Collatz Steps Calculator
Enter any positive integer to find how many steps the Collatz sequence takes to reach 1 — halving even numbers, applying 3n + 1 to odd ones — plus the highest value it climbs to.
Steps and peak in one go
Enter a starting number and instantly get the step count to reach 1 and the highest intermediate value — for example, 27 takes 111 steps and peaks at 9,232.
Integers only, starting from 1
The Collatz rule is defined for positive whole numbers. Enter a value of 1 or greater; decimals and negatives return no result.
What is the Collatz conjecture?
The 3n + 1 problem
The Collatz conjecture — also called the 3n + 1 problem — is one of the most famous unsolved problems in mathematics. Starting from any positive integer, you repeatedly apply two simple rules: if the number is even, halve it; if it is odd, multiply it by 3 and add 1. According to the conjecture, every starting number eventually reaches 1, no matter how long the journey takes. This calculator counts how many steps that journey requires and records the highest value visited along the way.
Enter a positive whole number to find its Collatz step count and the peak value its sequence reaches before descending to 1.
The rule has two branches depending on whether the current value is even or odd. Apply it repeatedly until the sequence reaches 1.
if n is even: next = n ÷ 2 — if n is odd: next = 3 × n + 1Take 27 as a worked example.

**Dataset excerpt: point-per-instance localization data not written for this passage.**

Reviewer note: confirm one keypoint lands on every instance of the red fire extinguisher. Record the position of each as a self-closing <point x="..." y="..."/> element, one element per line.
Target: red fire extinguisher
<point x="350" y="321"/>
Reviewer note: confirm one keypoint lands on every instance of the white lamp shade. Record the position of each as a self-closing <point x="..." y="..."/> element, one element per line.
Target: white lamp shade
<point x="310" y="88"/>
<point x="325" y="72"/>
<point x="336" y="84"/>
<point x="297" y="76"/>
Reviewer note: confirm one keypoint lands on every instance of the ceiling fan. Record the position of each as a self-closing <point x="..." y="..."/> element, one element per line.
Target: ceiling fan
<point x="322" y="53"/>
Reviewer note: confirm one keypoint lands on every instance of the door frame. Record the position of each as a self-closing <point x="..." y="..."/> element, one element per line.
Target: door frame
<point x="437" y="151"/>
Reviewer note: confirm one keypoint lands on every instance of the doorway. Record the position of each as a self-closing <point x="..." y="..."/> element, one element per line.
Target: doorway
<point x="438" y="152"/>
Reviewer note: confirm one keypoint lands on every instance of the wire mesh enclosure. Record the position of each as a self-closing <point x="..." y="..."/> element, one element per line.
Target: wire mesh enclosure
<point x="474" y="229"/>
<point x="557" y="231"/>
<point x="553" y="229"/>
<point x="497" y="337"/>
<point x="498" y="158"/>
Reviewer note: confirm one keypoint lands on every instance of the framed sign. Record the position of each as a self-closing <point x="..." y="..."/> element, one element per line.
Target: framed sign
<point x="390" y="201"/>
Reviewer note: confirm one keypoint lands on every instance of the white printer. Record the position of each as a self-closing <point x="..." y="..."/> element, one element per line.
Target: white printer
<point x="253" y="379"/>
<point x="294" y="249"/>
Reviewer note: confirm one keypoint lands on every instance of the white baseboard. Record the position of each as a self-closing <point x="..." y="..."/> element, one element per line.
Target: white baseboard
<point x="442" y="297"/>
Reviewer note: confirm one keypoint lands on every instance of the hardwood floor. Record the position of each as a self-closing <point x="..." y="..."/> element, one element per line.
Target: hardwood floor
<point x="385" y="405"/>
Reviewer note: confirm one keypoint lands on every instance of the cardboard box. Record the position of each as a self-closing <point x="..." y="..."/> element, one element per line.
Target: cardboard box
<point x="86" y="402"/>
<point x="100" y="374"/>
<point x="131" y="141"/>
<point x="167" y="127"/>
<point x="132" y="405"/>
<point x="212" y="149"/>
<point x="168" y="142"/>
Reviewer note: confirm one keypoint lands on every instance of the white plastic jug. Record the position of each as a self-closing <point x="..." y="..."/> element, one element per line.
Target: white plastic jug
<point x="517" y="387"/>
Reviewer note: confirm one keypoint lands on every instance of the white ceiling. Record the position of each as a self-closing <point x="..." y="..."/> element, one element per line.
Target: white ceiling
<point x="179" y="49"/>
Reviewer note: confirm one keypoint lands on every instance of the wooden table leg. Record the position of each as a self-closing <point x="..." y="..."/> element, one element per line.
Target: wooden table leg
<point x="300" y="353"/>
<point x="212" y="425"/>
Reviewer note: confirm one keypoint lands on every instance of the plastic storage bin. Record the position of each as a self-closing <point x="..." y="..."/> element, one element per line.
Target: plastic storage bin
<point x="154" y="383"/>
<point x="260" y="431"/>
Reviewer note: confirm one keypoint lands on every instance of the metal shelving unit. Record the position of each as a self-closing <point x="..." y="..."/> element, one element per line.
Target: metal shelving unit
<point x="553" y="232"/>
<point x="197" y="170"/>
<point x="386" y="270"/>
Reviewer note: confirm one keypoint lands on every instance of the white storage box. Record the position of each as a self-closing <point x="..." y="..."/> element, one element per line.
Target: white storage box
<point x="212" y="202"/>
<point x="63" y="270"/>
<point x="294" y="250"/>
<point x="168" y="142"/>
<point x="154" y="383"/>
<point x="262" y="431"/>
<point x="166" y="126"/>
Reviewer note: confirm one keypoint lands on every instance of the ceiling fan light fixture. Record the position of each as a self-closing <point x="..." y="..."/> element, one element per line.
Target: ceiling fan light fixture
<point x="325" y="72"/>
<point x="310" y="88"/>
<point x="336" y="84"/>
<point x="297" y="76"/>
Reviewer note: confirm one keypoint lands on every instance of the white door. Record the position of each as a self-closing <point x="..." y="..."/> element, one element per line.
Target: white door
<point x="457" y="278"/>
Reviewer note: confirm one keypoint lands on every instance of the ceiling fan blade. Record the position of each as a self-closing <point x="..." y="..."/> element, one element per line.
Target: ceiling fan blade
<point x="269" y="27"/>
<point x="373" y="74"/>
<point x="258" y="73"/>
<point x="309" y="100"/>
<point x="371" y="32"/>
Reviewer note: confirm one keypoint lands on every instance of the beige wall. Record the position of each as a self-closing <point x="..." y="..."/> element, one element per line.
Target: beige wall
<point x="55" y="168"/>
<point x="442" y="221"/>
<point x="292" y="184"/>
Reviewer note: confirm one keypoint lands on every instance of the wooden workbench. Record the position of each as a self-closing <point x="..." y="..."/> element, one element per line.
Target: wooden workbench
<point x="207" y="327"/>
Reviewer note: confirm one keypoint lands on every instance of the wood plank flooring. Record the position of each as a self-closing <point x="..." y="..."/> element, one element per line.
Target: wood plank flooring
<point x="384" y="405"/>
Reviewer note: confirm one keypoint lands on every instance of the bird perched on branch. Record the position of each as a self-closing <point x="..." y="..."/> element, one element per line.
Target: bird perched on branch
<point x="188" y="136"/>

It is odd, so the first step gives 3 × 27 + 1 = 82. That is even, so the next step gives 82 ÷ 2 = 41. The sequence keeps alternating and rising until it climbs all the way to 9,232 — more than 340 times the starting value — before tumbling back down in a long descent and finally hitting 1 after exactly 111 steps. The calculator counts each application of the rule as one step and records the largest number seen at any point.
The step count tells you how long the Collatz journey is for your chosen starting number. A count of 0 means you started at 1 — the sequence is already done. Small numbers can have surprisingly long journeys: 27 takes 111 steps even though it is less than 30. The peak value shows how high the sequence climbs before its final descent; for many numbers the peak is many times larger than the start. These two figures together reveal the character of the sequence — a short flat path or a dramatic spike followed by a long slide. Numbers that are powers of 2 (2, 4, 8, 16, …) have especially short journeys because every step halves them directly to 1. Numbers just above a power of 2 tend to have longer paths.
The calculation is exact for every integer in the supported range, but there are a few things to keep in mind.
Conjecture, not theorem — and large intermediates
The Collatz conjecture is unproven in general: no one has yet shown mathematically that every positive integer eventually reaches 1. In practice, the conjecture has been verified by computer for all starting values up to at least 2^68 (roughly 295 quintillion), far beyond this calculator's input limit of one billion, so every accepted input is guaranteed to terminate. The calculator also caps iteration at 100,000 steps as a safety measure — a limit that is never reached for inputs in the supported range. Intermediate values can grow much larger than the starting number (27 peaks at 9,232), so very large starting values may produce peaks that exceed standard integer storage — the calculator handles this correctly within JavaScript's safe integer range.